St Mary's Chapel is a former Anglican parish church in the village of High Legh, Cheshire, England. It is recorded in the National Heritage List for England as a designated Grade II* listed building.

==History==

The chapel was built around 1581 as a chapel of ease to High Legh East Hall. High Legh became a separate parish in 1817. The parish was refounded in 1973 with the nearby St John's Church as the parish church. The hall has been demolished. The church was restored in 1836, another restoration was carried out by William Butterfield in 1858, and the chancel, designed by John Oldrid Scott, was added in 1884.

==Architecture==

===Exterior===
The chapel is built in ashlar stone with a tiled roof.

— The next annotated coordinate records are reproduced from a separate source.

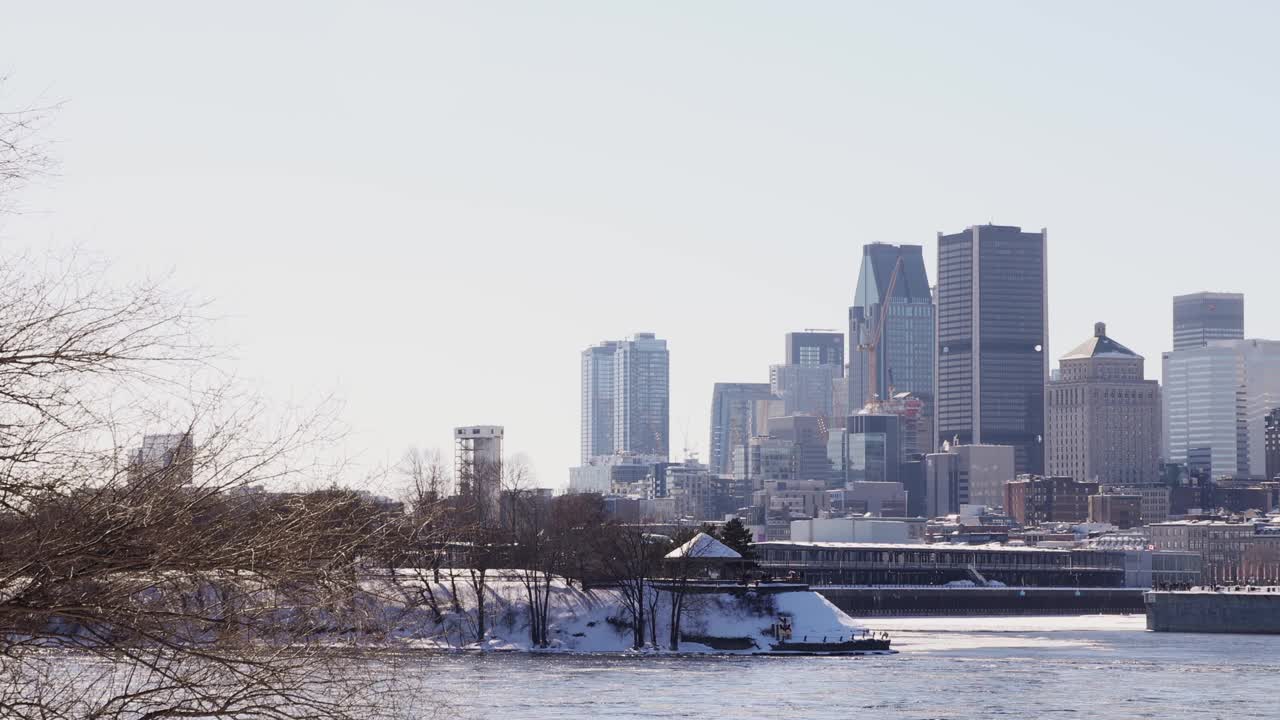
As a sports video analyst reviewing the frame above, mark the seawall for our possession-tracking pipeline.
[813,585,1144,618]
[1147,588,1280,634]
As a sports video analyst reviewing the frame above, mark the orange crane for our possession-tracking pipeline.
[858,255,902,405]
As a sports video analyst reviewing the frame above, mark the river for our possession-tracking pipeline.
[422,616,1280,720]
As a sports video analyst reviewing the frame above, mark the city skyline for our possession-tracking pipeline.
[0,3,1280,487]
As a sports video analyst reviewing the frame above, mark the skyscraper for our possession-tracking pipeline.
[453,425,503,525]
[708,383,773,475]
[847,242,937,430]
[786,331,845,374]
[769,332,845,418]
[936,224,1048,474]
[1174,292,1244,350]
[1164,340,1280,478]
[582,333,671,465]
[1044,323,1160,486]
[582,341,618,465]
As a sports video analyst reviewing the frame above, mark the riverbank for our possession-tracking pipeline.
[396,615,1280,720]
[352,570,868,655]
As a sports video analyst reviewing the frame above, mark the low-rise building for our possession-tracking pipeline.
[1088,493,1142,530]
[791,518,924,544]
[827,480,906,518]
[1151,520,1280,584]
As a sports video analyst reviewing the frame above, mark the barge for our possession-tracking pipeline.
[1144,585,1280,634]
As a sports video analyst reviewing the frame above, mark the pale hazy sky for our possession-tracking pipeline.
[0,0,1280,486]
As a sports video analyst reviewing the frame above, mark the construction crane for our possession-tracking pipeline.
[858,255,902,404]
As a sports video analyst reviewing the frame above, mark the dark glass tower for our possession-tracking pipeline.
[708,383,773,475]
[1174,292,1244,350]
[937,225,1048,474]
[849,242,937,438]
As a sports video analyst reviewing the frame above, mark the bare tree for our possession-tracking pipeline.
[0,83,56,210]
[603,525,668,650]
[0,245,417,719]
[663,529,718,652]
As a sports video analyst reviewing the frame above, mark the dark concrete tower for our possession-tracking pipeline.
[937,224,1048,474]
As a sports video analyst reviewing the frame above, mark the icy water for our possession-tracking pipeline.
[422,616,1280,720]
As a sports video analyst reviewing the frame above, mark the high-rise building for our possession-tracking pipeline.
[786,331,845,374]
[1088,492,1143,530]
[568,452,666,495]
[1162,340,1280,478]
[847,242,937,440]
[1044,323,1160,484]
[708,383,773,475]
[769,331,845,419]
[846,414,902,483]
[1263,409,1280,480]
[769,415,832,483]
[582,341,618,465]
[924,452,969,518]
[582,333,671,465]
[769,365,844,418]
[613,333,671,457]
[936,225,1048,474]
[1174,292,1244,350]
[453,425,504,524]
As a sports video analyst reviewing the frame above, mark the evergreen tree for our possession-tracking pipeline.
[719,518,755,560]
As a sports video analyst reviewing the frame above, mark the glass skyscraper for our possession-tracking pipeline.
[708,383,773,475]
[1174,292,1244,350]
[937,224,1048,474]
[582,333,671,465]
[847,242,936,443]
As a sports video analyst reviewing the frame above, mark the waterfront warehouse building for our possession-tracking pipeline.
[937,224,1048,474]
[755,541,1199,588]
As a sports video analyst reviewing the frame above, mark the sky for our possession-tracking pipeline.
[0,0,1280,487]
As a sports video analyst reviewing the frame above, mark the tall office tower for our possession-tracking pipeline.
[769,365,844,418]
[708,383,773,475]
[582,341,618,465]
[1263,409,1280,480]
[1044,323,1160,486]
[453,425,503,525]
[1164,340,1280,478]
[937,225,1048,474]
[847,415,902,483]
[924,445,1015,516]
[769,415,832,483]
[1174,292,1244,350]
[613,333,671,457]
[786,331,845,375]
[582,333,671,465]
[849,242,937,440]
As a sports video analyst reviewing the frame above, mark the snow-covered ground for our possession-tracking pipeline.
[364,570,864,652]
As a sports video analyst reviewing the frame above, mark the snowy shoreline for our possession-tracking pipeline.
[352,570,882,657]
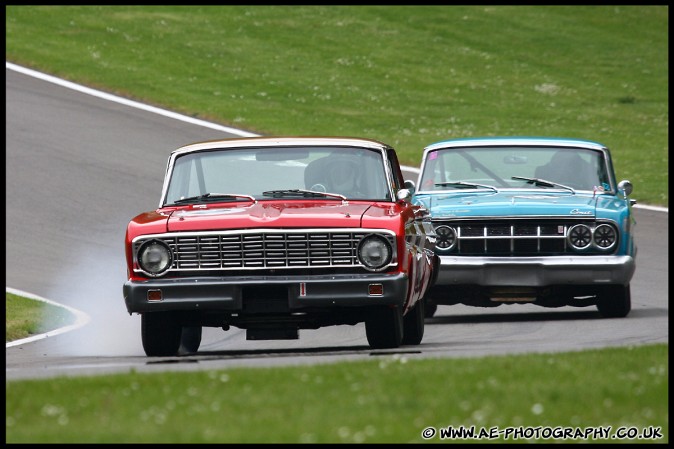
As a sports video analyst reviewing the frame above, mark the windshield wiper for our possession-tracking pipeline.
[172,193,255,204]
[511,176,576,193]
[435,181,498,193]
[262,189,346,201]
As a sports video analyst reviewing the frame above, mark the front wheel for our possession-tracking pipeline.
[424,303,438,318]
[178,326,201,354]
[365,307,403,349]
[597,284,632,318]
[402,298,426,345]
[140,312,183,357]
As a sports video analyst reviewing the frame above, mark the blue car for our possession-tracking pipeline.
[412,137,637,317]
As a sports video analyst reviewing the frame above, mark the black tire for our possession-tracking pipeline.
[597,284,632,318]
[424,303,438,318]
[365,307,403,349]
[178,326,202,354]
[140,312,183,357]
[402,299,426,345]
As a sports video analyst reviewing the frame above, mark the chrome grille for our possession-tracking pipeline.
[133,229,396,271]
[433,219,606,256]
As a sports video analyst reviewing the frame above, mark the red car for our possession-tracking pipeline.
[123,137,438,356]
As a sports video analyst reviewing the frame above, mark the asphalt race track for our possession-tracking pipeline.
[6,65,669,380]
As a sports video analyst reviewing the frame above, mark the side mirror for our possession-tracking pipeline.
[618,179,634,196]
[396,189,412,203]
[396,180,416,203]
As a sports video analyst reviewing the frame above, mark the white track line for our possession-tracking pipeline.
[5,287,91,348]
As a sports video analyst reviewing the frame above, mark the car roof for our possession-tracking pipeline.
[425,137,606,150]
[171,136,391,156]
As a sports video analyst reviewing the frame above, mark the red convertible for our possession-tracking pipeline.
[123,137,438,356]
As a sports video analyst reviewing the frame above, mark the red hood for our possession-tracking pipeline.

Its plan consists of a nave with aisles and a chancel. On the west front is a central porch with pilasters. Above the porch is a three-light Perpendicular window and on each side are two light perpendicular windows. On the gable is a square bell turret with a single bell. On the east front is a four-light 19th-century Perpendicular-style window.

===Interior===
The ceiling has 19th-century pargeting with Tudor roses, fleurs de lys and stars. The pews in the nave dated 1858 are by Butterfield and the wainscotting and screens of 1884 by are by J. Oldrid Scott.

==External features==

To mark the advent of the third millennium a carved stone was erected in the grounds of the chapel.